The Old North Church in Boston, where two lanterns signaled the departure of British regulars to Lexington, has been immortalized for what happened atop its 277-year-old Medford bricks. But far below, in a dark and dusty crypt where the public rarely visits, the stories of hundreds of early Bostonians have long lay dormant and forgotten.

But now, thanks to the Old North Foundation and the groundbreaking work of a funerary archeologist, those stories are beginning to be resurrected along with a new appreciation of the daily life of young Boston's bustling North End.

Armed with a flashlight, a notebook, and a determination to ignore the shadows and eerie creaking around her, Jane Lyden Rousseau is spending hundreds of hours analyzing the condition and configuration of the crypt. Above ground, she pores over centuries-old ledgers to determine who is buried beneath Boston's oldest standing church, why they were interred there, and what can be learned about early American burial rites.

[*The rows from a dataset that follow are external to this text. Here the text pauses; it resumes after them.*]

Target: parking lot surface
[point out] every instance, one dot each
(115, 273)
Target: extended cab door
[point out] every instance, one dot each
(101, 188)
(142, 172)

"It's amazing to see how much you can learn about life by studying death," said Rousseau, who is a curatorial assistant at the Peabody Museum at Harvard University.

What she has learned is providing a new snapshot of the pecking order and priorities of a busy, burgeoning port. African-Americans are buried here, along with heroes of the Revolution. A barrel-vaulted tomb installed eternal status on its occupants, but church leaders were not loath to sweep out the bones after a few decades and replace them with fresh ones - all in the name of cash flow in a fast-changing society.

Rousseau also found that those "sweepings" were tossed in a charnel house, where the remains were mingled in a large pit beneath the crypt floor. The pit, a remnant habit of medieval Europe, where urban burial space was severely limited, might have been the only one of its kind in New England, Rousseau said.

Until Rousseau uncovered its existence in church documents, the pit had been forgotten for generations. For an archeologist who specializes in the dead, the discovery produced a thrilling eureka moment.

"It's a one-of-a-kind find," Rousseau said of the charnel house. "It's a fascinating aspect of our history."

Currently, just a few members of the public are allowed in the crypt as part of an admission-only "behind the scenes" tour of the church, which also allows them into the bell-room of the famous steeple. Ed Pignone, executive director of the Old North Foundation, said that a master plan expected by the end of the year will study the feasibility of opening the crypt to general viewing.

"We'd like to make it more accessible," Pignone said, "but there are some real structural challenges."

The crypt today is a crowded warren of pipes, sprinklers, boilers, and bric-a-brac squeezed into a low-ceiling basement where tombs have been built against the walls. A narrow walkway leads past vaults that line all four sides, and around a collection of tombs that occupy the middle of the room and serve as a support for the church floor.